Outstanding Scholarly Contribution Award Winners Announced


Campus Life

Bentley Provost Mike Page announced the winners of the 2011 Outstanding Scholarly Contribution Award at the recent General Faculty meeting. Otgo Erhemjamt; Jennifer Gillan; Kartik Raman; and Kristin Sorensen were singled out for their impressive research accomplishments.

Otgo Erhemjamts, assistant professor of finance: Using data from 1995-2004, Otgo investigated the role of organizational structure in financial service markets. This led to The Demise of the Mutual Organizational Form:  An Investigation of the Life Insurance Industry that was published in 2010 in The Journal of Money, Credit and Banking. Otgo found that the insurance firms are demutualizing, falling from 49% in 1986 to less than 10% in 2006 and that the stock form of ownership now dominates.  She was able to determine that the motivations to demutualize are driven by value-enhancing rationales such as tax savings and gains in organization efficiencies.

Jennifer Gillan, associate professor, English and media studies: Creative and industrial forces have changed the way we watch TV, and Jennifer authored Television and New Media:  Must-Click TV, a book published by Routledge in 2010.  This text is an industry study that demonstrates how television programming has changed with the influx of new media, and uses case studies to analyze production, scheduling, distribution and reception. Now adopted at multiple institutions, Jennifer’s book also shows how television studios strive to increase the level of audience interaction during all phases of viewing.

Kartik Raman, associate professor of finance: Kartik published Relationship-Specific Investments and Earnings Management: Evidence on Corporate Suppliers and Customers in The Accounting Review in 2008.  His study is the first to explore the impact of earnings management on the level of investment by suppliers and customers and seems to fill a void in the current literature. If firms inflate their reported income, it can favorably (but incorrectly) influence the perceptions held by these stakeholders about future prospects. Kartik found a positive association between the size of the investments and the magnitude of a firm’s accruals and the frequency of large reported earnings. He also found an adverse effect on the duration of customer-supplier relationships.

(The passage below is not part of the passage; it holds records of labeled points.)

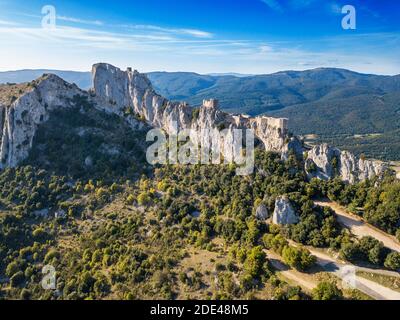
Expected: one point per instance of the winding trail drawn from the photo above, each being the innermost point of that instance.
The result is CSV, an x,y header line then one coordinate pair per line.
x,y
347,273
359,227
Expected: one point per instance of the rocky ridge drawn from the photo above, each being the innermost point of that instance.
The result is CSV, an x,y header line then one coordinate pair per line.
x,y
130,94
20,117
124,91
325,162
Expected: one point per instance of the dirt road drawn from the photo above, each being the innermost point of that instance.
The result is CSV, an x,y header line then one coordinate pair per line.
x,y
303,280
359,227
347,273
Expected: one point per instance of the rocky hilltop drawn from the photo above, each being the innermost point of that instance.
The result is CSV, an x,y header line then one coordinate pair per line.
x,y
325,162
130,94
124,91
25,110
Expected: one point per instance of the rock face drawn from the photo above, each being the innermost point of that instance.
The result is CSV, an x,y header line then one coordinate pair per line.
x,y
20,119
262,212
130,94
284,213
120,91
325,162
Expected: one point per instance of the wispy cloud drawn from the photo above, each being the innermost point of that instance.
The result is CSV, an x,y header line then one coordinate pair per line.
x,y
273,4
81,21
177,31
7,23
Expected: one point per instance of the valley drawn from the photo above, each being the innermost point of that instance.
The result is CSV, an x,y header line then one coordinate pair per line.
x,y
77,193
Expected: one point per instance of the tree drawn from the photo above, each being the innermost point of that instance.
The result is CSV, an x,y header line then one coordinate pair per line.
x,y
393,261
299,258
254,262
327,291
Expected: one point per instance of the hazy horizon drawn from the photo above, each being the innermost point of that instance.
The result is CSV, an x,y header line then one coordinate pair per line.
x,y
246,37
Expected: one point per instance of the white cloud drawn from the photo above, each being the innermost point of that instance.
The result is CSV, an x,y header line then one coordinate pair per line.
x,y
273,4
177,31
81,21
7,23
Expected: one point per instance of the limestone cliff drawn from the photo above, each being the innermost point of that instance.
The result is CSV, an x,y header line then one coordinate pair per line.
x,y
121,91
325,162
284,212
130,94
20,117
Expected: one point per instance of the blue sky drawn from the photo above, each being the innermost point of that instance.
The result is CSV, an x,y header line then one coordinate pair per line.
x,y
245,36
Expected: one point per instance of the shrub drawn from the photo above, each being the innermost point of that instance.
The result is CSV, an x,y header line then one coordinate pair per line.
x,y
393,261
327,291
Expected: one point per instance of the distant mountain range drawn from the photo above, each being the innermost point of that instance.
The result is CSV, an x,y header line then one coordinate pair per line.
x,y
359,111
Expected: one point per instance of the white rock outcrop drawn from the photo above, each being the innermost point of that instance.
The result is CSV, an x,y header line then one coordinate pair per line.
x,y
325,162
20,120
262,212
119,91
130,94
284,213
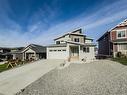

Kristin Sorensen, associate professor, global studies: In 2009, Kristin completed Media, Memory and Human Rights in Chile, a text published by Palgrave Macmillan.  This book examines conditions under which sensitive, politically-charged discourses circulate through Chile’s contemporary media and public culture.  Kristin specifically investigated the manner in which television, cinema, the printed press and public protests discussed and analyzed human rights violations during the Pinochet dictatorship of 1973-1990.   Her work has been called an “important case study of the interplay of media, collective memory and the search for accountability and meaning in post-Pinochet Chile.” She analyzed a society where fears are still present, where memories and records remain inconsistent and where censorship still exists, and her work is now making a difference in a political sphere.